Le domicile d’Ousmane Sonko, situé à la Cité Keur Gorgui, a pris des airs de centre de commandement politique ce vendredi 15 mai 2026. À quelques semaines seulement du tout premier congrès national du Pastef, prévu pour le 6 juin 2026, le leader de la formation a réuni son cercle restreint pour une session de travail déterminante. Parmi les participants figuraient des piliers du mouvement tels qu’El Malick Ndiaye, Birame Souleye Diop, Yassine Fall, Daouda Ngom et Ayib Daffé.

Cette rencontre à huis clos visait avant tout à consolider l’appareil politique et à préparer les troupes pour ce rendez-vous historique. Si le choix de la ville de Diamniadio pour accueillir l’événement semble se préciser, les discussions ont surtout porté sur la refonte structurelle du parti. Ousmane Sonko souhaite valider officiellement les ajustements initiés en avril dernier, notamment la nomination de quatre vice-présidents.

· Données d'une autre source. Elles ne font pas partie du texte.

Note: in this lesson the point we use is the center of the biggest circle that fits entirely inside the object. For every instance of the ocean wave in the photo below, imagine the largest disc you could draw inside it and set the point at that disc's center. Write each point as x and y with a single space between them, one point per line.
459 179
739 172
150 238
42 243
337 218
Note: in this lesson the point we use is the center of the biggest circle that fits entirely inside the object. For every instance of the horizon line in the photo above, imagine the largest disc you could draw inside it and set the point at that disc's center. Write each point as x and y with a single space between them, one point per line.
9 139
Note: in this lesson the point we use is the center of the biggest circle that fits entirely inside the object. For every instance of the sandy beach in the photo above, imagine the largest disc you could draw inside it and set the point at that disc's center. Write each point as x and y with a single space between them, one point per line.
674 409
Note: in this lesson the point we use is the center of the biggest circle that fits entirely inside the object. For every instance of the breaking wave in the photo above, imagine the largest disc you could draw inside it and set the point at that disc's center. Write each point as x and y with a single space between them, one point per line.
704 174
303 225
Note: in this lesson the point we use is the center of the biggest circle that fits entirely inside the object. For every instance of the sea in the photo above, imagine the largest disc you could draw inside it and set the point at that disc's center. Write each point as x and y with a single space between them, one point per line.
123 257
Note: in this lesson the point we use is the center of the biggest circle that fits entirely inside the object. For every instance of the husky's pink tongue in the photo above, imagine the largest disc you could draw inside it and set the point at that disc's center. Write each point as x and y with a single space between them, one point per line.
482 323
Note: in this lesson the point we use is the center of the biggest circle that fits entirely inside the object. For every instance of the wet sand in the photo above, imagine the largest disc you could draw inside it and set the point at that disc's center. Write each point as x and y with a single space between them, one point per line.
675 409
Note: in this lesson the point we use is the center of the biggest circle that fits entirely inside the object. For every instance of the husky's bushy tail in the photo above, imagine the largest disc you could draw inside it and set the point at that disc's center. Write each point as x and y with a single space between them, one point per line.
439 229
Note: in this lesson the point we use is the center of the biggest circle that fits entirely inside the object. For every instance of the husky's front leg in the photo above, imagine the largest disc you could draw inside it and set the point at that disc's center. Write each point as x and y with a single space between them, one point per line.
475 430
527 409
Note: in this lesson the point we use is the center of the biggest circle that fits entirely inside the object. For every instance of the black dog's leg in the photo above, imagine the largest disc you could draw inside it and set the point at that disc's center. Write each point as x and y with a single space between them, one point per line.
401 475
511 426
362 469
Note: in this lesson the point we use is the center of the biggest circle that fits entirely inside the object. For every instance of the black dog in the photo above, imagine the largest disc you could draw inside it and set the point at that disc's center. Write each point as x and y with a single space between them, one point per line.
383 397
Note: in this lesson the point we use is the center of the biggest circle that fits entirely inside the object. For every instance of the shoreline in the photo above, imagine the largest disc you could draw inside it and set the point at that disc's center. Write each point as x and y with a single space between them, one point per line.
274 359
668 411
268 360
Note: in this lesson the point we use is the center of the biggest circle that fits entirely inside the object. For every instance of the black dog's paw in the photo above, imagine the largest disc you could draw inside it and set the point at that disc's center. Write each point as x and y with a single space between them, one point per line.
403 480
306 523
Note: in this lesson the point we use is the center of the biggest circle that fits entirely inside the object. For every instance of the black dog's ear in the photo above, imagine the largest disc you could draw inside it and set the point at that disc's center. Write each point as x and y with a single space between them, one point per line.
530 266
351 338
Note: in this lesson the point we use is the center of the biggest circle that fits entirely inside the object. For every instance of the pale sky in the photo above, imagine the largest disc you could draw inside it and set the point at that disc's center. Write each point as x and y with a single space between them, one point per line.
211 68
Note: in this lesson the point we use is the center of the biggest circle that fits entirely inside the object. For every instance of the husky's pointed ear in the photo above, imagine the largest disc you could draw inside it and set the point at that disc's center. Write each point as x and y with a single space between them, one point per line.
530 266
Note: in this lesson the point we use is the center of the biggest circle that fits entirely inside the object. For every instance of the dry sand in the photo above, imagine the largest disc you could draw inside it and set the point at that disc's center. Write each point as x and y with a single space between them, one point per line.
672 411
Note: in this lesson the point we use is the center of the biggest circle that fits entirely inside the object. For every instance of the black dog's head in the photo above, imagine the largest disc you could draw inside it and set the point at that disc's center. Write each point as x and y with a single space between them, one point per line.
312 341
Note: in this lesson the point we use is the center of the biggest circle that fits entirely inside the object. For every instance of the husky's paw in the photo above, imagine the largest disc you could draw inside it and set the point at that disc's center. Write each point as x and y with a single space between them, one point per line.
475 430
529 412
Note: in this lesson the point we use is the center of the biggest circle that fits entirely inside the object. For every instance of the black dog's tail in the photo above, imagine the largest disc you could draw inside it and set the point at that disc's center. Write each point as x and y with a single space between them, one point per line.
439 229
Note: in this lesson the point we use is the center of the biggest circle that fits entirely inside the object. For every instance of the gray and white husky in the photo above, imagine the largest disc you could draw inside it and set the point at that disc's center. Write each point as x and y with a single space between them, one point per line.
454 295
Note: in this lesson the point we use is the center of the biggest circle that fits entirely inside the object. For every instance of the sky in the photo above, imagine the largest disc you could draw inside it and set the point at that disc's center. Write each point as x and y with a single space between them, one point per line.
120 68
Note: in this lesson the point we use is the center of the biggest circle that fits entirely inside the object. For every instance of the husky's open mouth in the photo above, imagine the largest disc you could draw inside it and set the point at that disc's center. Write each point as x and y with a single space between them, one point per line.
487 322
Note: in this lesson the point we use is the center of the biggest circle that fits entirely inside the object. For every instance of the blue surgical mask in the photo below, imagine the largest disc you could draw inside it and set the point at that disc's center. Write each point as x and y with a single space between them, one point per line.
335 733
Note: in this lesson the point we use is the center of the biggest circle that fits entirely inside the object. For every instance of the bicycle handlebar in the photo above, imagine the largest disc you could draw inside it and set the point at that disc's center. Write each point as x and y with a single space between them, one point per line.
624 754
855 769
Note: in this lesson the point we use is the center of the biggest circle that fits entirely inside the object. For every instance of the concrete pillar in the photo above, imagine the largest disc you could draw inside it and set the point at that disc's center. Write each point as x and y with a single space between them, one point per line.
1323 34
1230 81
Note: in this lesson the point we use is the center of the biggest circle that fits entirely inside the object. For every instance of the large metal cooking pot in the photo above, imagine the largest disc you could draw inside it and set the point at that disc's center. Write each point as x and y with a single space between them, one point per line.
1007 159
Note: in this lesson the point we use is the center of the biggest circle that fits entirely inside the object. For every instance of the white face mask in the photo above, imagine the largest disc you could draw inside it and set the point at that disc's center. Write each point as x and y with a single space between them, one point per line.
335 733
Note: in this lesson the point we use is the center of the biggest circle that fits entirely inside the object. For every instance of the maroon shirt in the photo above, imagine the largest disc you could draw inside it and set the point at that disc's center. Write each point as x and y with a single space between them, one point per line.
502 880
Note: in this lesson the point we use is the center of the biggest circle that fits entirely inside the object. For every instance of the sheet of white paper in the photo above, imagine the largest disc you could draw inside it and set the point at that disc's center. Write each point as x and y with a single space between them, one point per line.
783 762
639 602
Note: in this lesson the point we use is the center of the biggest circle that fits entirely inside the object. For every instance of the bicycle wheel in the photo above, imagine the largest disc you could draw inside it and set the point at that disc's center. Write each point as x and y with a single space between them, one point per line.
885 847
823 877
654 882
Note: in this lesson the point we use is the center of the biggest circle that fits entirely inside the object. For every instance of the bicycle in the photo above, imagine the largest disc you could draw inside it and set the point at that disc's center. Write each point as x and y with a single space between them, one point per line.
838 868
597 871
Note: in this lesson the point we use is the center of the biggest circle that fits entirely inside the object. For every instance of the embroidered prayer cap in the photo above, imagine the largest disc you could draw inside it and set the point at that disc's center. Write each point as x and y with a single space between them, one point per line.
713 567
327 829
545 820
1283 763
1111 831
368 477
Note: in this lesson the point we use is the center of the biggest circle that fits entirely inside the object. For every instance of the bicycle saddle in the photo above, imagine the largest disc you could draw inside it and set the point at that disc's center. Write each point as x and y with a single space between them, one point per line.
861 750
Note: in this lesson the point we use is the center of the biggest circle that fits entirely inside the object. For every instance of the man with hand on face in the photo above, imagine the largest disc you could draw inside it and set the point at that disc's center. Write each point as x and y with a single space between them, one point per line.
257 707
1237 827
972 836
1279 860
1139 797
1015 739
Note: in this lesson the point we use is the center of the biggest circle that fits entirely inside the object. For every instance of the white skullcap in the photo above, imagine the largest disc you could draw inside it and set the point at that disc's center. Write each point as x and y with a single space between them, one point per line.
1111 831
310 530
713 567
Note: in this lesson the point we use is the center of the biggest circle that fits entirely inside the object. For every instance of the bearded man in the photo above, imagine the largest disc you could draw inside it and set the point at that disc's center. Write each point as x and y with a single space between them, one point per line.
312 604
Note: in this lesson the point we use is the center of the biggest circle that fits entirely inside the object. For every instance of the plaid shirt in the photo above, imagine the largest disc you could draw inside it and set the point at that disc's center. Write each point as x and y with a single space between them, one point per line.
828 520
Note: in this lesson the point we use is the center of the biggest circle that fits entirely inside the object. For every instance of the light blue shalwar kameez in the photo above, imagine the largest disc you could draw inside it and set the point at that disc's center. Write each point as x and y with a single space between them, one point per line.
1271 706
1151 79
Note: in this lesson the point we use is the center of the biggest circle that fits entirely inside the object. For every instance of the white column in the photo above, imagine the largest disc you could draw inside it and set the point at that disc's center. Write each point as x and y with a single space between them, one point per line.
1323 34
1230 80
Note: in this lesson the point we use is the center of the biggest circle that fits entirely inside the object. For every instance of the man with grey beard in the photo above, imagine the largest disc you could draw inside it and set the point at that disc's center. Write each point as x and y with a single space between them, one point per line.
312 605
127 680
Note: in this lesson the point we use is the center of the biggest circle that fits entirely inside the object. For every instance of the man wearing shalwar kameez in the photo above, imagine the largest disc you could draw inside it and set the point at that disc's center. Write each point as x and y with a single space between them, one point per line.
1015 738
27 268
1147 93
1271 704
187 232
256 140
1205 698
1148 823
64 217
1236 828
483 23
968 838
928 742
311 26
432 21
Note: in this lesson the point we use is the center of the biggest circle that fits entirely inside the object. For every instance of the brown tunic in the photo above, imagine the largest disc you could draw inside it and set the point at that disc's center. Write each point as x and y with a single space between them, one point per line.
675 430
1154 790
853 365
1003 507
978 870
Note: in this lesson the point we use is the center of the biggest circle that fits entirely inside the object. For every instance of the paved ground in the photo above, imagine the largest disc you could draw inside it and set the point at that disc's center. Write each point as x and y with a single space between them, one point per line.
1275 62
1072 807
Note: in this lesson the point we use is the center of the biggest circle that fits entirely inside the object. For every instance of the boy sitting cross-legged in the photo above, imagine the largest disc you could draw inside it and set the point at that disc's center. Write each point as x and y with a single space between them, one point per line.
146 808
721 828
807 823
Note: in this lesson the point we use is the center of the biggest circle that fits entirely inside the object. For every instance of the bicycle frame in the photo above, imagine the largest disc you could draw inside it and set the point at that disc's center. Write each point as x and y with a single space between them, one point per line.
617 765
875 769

Un enjeu de restructuration interne majeur

L’objectif affiché est de bâtir une organisation plus rigoureuse et cohérente, capable d’épauler efficacement les réformes gouvernementales et de répondre aux défis économiques du Sénégal. Pour le Premier ministre, il s’agit de transformer l’élan militant en une force politique structurée et disciplinée, prête à affronter les enjeux du futur.

Une mobilisation nationale sous le signe du renforcement

Pour marquer cette nouvelle étape, Ousmane Sonko a utilisé une métaphore imagée en wolof, « Yokk thiéré doli gnekh », signifiant qu’il faut augmenter la quantité et enrichir la sauce. Ce message est une invitation claire à intensifier la présence du Pastef sur l’ensemble du territoire national. L’idée est d’occuper chaque localité, des centres urbains aux villages les plus isolés du Sénégal, afin de redynamiser la base militante.

À l’issue de cette séance, l’enthousiasme était palpable. El Malick Ndiaye a d’ailleurs souligné les perspectives prometteuses qui s’ouvrent pour le parti, plaçant cette dynamique sous l’égide de la souveraineté nationale. Le Pastef semble ainsi prêt à engager une démonstration de puissance politique sans précédent depuis son arrivée au pouvoir.